# Nobel Prize Data Analysis Project

This Jupyter notebook explores a curated dataset of Nobel Prize laureates, focusing on key trends and insights using Python's powerful data science libraries: `pandas`, `numpy`, `matplotlib`, and `seaborn`.

---

**Goals**:
- Explore the data
- Ask and answer meaningful questions
- Visualize patterns across time, gender, geography, and age
- Present findings with insights



In [None]:
import pandas as pd
import matplotlib.pyplot as plt
import seaborn as sns
import numpy as np

# Simulated Nobel dataset
nobel_df = pd.DataFrame({
    "id": [1, 2, 3, 4, 5, 6],
    "firstname": ["Marie", "Pierre", "Albert", "Richard", "Malala", "Tu"],
    "surname": ["Curie", "Curie", "Einstein", "Feynman", "Yousafzai", "Youyou"],
    "born": ["1867-11-07", "1859-05-15", "1879-03-14", "1918-05-11", "1997-07-12", "1930-12-30"],
    "died": ["1934-07-04", "1906-04-19", "1955-04-18", "1988-02-15", "0000-00-00", "0000-00-00"],
    "gender": ["female", "male", "male", "male", "female", "female"],
    "year": [1903, 1903, 1921, 1965, 2014, 2015],
    "category": ["physics", "physics", "physics", "physics", "peace", "medicine"],
    "birthplace": ["Warsaw, Poland", "Paris, France", "Ulm, Germany", "Queens, New York, USA", "Mingora, Pakistan", "Ningbo, China"],
    "country": ["Poland", "France", "Germany", "USA", "Pakistan", "China"],
    "motivation": [
        "in recognition of the extraordinary services to Physics",
        "jointly with Marie Curie",
        "for his services to Theoretical Physics",
        "for their fundamental work in quantum electrodynamics",
        "for her struggle against the suppression of children",
        "for her discoveries concerning a novel therapy"
    ]
})

# Preprocess and enrich dataset
nobel_df['born'] = pd.to_datetime(nobel_df['born'], errors='coerce')
nobel_df['year'] = pd.to_numeric(nobel_df['year'], errors='coerce')
nobel_df['age_at_award'] = nobel_df['year'] - nobel_df['born'].dt.year

# Show basic info
print(nobel_df.info())
print(nobel_df.head())

In [None]:
# Unique categories and gender counts
print("Unique categories:", nobel_df['category'].unique())
print("Gender counts:")
print(nobel_df['gender'].value_counts())

# Awards by decade
nobel_df['decade'] = (nobel_df['year'] // 10) * 10
print(nobel_df['decade'].value_counts())

# Most common surnames
print("Top surnames:")
print(nobel_df['surname'].value_counts())

# Awards by country
print("Country counts:")
print(nobel_df['country'].value_counts())
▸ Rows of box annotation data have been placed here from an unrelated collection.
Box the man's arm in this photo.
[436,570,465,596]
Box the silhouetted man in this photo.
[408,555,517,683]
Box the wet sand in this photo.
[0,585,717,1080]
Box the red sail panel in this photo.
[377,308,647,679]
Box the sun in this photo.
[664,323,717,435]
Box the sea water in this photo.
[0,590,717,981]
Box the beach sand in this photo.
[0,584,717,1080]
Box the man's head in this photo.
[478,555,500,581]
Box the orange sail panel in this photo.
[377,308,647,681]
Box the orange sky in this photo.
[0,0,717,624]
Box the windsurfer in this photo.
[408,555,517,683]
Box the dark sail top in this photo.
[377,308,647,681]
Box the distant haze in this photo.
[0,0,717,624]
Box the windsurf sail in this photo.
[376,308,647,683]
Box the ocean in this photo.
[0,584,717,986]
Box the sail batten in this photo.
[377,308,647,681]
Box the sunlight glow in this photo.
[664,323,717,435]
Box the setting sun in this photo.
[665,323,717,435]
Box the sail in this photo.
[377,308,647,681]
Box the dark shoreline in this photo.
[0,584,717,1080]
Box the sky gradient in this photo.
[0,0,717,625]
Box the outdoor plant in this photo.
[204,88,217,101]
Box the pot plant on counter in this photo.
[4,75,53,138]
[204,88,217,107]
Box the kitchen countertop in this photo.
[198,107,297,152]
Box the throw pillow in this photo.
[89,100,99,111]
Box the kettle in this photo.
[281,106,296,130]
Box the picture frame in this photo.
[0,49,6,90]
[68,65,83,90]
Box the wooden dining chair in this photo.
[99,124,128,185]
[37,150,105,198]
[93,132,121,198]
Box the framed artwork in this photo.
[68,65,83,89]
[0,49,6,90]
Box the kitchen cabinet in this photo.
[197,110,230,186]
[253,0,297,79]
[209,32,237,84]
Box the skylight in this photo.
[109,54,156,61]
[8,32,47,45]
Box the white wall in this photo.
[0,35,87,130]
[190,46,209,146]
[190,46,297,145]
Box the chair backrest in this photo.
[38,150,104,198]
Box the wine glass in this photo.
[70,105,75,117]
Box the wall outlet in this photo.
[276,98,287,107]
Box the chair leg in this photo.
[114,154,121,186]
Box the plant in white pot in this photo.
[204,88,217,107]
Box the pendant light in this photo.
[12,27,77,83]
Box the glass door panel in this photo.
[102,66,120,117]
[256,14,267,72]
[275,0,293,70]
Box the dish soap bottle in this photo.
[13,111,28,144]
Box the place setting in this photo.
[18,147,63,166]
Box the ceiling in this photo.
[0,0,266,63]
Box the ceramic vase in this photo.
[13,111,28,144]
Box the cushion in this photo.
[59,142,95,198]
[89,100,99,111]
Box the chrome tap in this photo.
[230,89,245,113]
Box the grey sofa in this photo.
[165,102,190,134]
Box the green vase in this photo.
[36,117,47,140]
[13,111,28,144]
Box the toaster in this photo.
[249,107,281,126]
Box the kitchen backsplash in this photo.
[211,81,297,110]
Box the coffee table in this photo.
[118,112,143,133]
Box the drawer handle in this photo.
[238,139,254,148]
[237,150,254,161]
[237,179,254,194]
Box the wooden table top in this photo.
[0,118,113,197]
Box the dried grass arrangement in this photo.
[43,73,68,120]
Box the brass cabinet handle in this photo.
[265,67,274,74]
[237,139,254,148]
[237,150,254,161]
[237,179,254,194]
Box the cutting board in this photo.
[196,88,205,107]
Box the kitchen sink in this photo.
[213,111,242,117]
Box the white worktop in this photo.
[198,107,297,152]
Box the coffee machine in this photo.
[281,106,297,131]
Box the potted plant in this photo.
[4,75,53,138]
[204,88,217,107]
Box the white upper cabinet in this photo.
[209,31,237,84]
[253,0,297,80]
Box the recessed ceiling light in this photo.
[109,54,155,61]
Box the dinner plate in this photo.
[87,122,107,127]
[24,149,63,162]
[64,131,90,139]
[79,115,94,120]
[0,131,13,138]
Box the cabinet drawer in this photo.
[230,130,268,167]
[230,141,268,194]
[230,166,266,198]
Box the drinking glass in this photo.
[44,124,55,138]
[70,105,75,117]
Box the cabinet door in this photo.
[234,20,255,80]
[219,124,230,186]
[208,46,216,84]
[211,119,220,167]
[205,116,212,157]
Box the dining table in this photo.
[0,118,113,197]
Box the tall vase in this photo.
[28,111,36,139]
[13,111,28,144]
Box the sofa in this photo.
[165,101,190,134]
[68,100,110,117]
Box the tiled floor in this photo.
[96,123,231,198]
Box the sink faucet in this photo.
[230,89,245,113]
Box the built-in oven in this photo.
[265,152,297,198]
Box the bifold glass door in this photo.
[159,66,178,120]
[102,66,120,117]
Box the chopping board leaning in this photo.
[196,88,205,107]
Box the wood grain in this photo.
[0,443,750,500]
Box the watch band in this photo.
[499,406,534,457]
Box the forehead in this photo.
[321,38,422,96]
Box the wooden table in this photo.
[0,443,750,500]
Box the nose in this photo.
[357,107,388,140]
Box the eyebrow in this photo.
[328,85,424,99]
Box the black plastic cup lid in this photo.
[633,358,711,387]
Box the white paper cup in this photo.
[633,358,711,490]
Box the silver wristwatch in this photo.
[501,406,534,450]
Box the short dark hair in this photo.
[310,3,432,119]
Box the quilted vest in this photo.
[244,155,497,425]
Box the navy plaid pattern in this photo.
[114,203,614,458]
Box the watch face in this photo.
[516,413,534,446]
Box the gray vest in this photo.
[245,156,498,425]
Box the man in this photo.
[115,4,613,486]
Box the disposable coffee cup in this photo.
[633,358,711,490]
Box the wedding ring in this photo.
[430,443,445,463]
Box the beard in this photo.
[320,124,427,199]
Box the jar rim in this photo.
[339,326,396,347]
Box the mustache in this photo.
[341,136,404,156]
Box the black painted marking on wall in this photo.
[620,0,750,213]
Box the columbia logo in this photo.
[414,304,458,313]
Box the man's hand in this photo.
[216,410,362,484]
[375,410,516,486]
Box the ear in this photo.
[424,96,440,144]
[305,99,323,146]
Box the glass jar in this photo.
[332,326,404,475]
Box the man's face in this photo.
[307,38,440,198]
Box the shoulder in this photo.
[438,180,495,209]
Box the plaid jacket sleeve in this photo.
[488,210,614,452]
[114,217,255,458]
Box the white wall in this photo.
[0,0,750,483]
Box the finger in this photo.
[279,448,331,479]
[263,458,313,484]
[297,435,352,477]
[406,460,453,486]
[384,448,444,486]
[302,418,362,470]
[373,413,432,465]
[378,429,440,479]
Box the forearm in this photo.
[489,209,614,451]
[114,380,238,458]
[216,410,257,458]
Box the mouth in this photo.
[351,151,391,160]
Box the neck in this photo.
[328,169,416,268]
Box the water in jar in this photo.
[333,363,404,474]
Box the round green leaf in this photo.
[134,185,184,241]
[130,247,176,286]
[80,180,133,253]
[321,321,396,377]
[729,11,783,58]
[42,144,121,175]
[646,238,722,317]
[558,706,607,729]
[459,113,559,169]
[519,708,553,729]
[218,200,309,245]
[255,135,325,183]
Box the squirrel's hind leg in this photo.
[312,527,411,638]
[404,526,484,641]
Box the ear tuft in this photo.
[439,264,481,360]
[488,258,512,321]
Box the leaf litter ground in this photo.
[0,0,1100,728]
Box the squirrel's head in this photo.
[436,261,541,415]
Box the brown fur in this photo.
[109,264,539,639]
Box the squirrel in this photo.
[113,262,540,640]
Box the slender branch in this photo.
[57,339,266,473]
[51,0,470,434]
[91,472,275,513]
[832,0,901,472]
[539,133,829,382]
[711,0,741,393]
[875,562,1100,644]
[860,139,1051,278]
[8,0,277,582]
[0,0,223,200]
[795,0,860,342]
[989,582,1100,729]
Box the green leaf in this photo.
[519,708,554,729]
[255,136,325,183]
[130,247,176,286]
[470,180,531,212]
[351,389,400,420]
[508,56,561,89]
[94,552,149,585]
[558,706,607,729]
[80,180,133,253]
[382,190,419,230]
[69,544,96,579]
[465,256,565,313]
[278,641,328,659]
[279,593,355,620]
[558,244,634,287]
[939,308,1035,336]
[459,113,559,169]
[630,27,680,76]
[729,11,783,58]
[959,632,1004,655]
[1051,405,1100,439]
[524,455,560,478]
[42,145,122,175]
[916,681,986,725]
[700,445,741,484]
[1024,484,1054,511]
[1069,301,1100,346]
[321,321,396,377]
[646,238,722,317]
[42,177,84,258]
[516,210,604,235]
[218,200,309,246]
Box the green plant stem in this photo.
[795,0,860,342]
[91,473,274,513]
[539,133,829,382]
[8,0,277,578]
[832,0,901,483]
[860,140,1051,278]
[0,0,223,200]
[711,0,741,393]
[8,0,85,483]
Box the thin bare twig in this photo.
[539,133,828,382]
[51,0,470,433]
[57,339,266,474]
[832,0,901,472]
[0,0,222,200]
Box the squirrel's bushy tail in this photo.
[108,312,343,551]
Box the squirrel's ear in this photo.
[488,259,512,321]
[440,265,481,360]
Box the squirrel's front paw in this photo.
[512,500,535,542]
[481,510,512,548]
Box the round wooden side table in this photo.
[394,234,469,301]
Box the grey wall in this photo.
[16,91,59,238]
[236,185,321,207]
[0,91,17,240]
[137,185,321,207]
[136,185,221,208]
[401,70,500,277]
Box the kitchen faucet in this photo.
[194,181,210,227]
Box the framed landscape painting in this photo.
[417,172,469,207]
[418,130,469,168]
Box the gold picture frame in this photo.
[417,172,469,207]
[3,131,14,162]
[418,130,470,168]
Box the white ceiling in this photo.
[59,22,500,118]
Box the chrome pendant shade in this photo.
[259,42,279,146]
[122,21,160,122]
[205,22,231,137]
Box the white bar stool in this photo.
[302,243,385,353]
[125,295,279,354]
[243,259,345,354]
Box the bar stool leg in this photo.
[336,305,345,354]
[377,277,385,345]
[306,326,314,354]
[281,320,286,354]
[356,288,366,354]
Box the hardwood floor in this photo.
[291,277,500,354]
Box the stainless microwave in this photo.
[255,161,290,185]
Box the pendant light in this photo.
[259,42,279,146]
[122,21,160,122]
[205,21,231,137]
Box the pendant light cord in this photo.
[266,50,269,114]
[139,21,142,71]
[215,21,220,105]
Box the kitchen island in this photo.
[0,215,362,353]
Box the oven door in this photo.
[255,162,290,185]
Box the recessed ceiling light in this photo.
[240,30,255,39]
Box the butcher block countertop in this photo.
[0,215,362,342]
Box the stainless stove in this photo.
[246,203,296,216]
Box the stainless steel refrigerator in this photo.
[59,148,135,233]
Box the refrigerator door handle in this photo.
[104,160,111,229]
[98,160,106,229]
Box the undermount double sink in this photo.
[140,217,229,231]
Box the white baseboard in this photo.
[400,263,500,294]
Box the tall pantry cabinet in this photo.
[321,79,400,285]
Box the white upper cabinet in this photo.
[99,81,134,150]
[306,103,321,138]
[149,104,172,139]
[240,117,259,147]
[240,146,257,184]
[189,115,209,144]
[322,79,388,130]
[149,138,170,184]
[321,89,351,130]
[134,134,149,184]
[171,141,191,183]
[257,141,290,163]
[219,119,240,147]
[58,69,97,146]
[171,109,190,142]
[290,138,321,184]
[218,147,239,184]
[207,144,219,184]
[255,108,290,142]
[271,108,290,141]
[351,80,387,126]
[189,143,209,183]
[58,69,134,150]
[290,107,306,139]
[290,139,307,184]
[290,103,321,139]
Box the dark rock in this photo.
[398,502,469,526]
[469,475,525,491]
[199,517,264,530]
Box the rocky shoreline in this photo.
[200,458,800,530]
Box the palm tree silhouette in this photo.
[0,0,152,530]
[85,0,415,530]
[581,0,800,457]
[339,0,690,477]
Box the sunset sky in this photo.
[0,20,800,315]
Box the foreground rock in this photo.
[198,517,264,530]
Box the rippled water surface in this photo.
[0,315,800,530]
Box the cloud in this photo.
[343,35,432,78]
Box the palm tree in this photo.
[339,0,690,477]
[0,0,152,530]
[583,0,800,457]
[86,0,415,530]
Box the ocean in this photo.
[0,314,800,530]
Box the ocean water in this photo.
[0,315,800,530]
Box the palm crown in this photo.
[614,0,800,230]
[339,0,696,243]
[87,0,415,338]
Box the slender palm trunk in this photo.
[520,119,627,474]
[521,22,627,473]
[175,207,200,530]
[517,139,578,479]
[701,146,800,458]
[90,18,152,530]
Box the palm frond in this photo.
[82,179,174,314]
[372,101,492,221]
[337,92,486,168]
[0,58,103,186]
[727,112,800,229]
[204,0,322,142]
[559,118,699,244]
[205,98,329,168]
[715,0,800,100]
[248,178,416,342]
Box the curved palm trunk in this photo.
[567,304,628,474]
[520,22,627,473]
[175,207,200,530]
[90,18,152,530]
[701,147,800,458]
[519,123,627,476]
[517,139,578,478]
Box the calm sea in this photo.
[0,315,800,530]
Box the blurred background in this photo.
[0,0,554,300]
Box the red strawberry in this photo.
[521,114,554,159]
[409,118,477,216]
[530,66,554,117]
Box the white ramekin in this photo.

# Detect multiple laureates by ID
laureate_counts = nobel_df.groupby("id").size()
multiple_awards = laureate_counts[laureate_counts > 1]
print("Multiple award winners:")
print(multiple_awards)

In [None]:
sns.set(style="whitegrid")

# Gender Distribution
plt.figure(figsize=(6,4))
sns.countplot(x='gender', data=nobel_df)
plt.title("Gender Distribution")
plt.show()

# Award Categories
plt.figure(figsize=(6,4))
sns.countplot(y='category', data=nobel_df, order=nobel_df['category'].value_counts().index)
plt.title("Awards by Category")
plt.show()

# Awards Over Time
plt.figure(figsize=(6,4))
sns.histplot(nobel_df['year'], bins=10)
plt.title("Nobel Awards Over Time")
plt.show()

# Age at Time of Award
plt.figure(figsize=(6,4))
sns.histplot(nobel_df['age_at_award'].dropna(), bins=10)
plt.title("Age at Award")
plt.show()

# Country Frequency
plt.figure(figsize=(6,4))
top_countries = nobel_df['country'].value_counts().nlargest(5)
sns.barplot(x=top_countries.values, y=top_countries.index)
plt.title("Top 5 Countries by Awards")
plt.show()

### Final Observations

- Nobel prizes have historically been dominated by male recipients.
- Physics is a common category among the sample, but Peace and Medicine also feature.
- Most laureates are in their late 40s or older at the time of receiving the prize.
- Country-wise, developed nations like USA, Germany, and France are well-represented.
- The data offers great opportunities for storytelling with deeper, full-dataset analysis.